Twice-daily PEF recordings
Peak expiratory flowrate (PEF) recordings are not reliable for diagnosing occupational asthma. Increased diurnal variation consistent with asthma may be seen. There are insufficient recordings to be able to distinguish work periods from rest periods, particularly taking into consideration all the other factors that potentially influence airway calibre (such as pollution, viral infection, exposure to irritants and chemicals, and so on), irrespective of the exposure seen at work.(4)
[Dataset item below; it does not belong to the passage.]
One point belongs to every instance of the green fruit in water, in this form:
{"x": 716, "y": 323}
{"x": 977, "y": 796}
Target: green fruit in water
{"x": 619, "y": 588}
Two-hourly PEF measures at work
Two-hourly peak flows are measured for a period of four weeks. It is suggested that a period of three days rest is included within this month. This information is then analysed to assess work-rest-work and rest-work-rest periods, according to a predetermined set of gold-standard individuals with proven occupational asthma. This will give the individual a work-effect index, which will allow the investigator to comment on whether work is an important cause of their current problem.

Immunological tests
Immunological investigations may aid the diagnosis, particularly if the clinical probability of occupational asthma or allergy is high. Common tests performed are:

  • Skin prick testing to common allergens to diagnose atopy.
  • Skin prick testing to relevant occupational allergens (eg, wheat flour skin testing solution in a bakery).
  • The measurement of specific IgE by ImmunoCAP. IgE are allergic antibodies responsible for the immediate, type 1, hypersensitivity reactions. They are often found in workers with occupational asthma exposed to high-molecular-weight occupational allergens. Examples would be laboratory workers with rat urine IgE or carpenters with IgE to wood dusts. The presence of specific IgE is not diagnostic of occupational asthma, as these antibodies also occur in atopic (and to a lesser degree, nonatopic) workers who are exposed but have no respiratory symptoms. Therefore their presence may suggest occupational allergy and asthma, although the result has to be interpreted in light of the other clinical information.

Ethical issues
Complex ethical issues arise due to the interaction between the worker, fellow workers, the employer, the GP, other doctors and nurses, and the Health and Safety Executive (HSE). Medical confidentiality considerations are paramount in such situations.
Any health professional who believes that the workplace is a possible cause of a patient's condition must be conscious that the patient may not wish this information to be divulged to another person, such as their employer. Before they consent to disclosure, the implications of such communication must be explained to the patient. For example, the patient could fear job loss. Additionally, advice may be sought from HSE doctors or nurses.

References

  1. Bernstein DI, et al. Definition and classification. In: Bernstein IL, et al, editors. Asthma in the workplace. New York: Marcel Dekker; 1993.
  2. Brooks SM, et al. Reactive airway dysfunction syndrome (RADS); persistent asthma syndrome after high level irritant exposures. Chest 1985;88:376-84.
  3. Meyer JD, et al. SWORD '98 surveillance of work related and occupational respiratory disease in the UK. Occup Med 1999;49:485-9.
  4. Burge PS, et al. Development of an expert system for the interpretation of serial measurements in the diagnosis of occupational asthma. Occup Environ Med 1999;56:758-64.